Financial services firms tap into diversity data to improve workforce
Progressive financial services firms are increasingly using diversity data to drive their agenda.
Firms are rethinking their approach to data to deliver improvements to their workforce, according to research from New Financial.
The think tank found that boards are raising their data requirements in response to external pressures.
Legislation requires employers with 250 or more employees to publish the pay gap between female and male employees each year.
Shareholders and clients are also requesting information on diversity within firms.
The more progressive firms are unpicking their gender data to understand why employees join, are promoted or leave.
Jayne-Anne Gadhia’s 2016 Empowering Productivity review of women in financial services recommend companies track a number of data points. These included the gender split for the firm, the board and each business unit.

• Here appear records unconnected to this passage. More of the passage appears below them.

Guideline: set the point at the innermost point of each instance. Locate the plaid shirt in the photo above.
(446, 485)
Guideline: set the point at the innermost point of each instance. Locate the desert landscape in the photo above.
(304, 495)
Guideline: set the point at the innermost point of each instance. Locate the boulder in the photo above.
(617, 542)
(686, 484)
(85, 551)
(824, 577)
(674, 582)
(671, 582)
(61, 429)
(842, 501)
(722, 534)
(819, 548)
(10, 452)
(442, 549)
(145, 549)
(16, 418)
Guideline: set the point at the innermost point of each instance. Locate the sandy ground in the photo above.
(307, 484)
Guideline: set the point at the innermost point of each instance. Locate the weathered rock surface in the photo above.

The think tank said that the most commonly collected data set is gender. It can then act as a gateway to collecting other strands over time.
Yasmine Chinwala, partner at New Financial and author of the report, said: “The diversity data discussion is not about choosing women over men, or a person from a diverse background over a more qualified candidate. It is about injecting rigour and accountability into the processes”.

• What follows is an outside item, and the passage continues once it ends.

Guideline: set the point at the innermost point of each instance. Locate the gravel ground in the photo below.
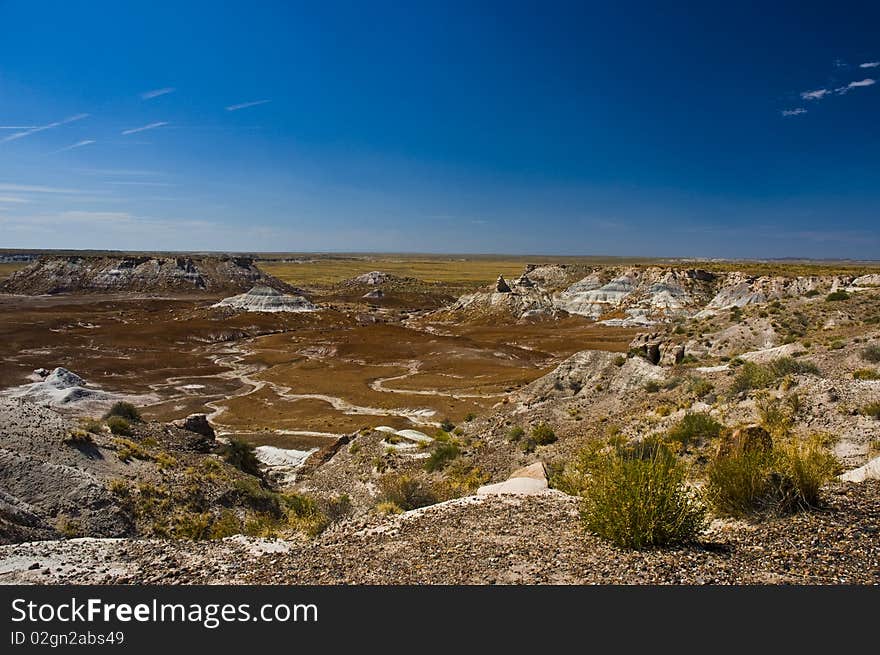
(505, 540)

New Financial’s case studies prove that firms that have stepped up their approach to diversity data are seeing quick results.

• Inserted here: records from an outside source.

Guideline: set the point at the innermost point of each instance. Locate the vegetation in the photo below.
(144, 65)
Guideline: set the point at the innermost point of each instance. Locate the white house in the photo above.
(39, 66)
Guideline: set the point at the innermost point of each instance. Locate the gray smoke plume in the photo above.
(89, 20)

The Financial Conduct Authority said that the act of measuring data has had a “transformational impact.”
Similarly, the study found that improved data at Schroders is changing managers’ behaviour. The asset manager said: “Decisions are more thoughtful and considered because everyone sees that data.”
Tara Kengla, chair of the London Women’s Forum, which sponsored the research, said: “Unlocking the power of data analysis is critical to driving harder and really turn the dial on diversity.”
Chinwala said: “The industry recognises that it needs to improve”.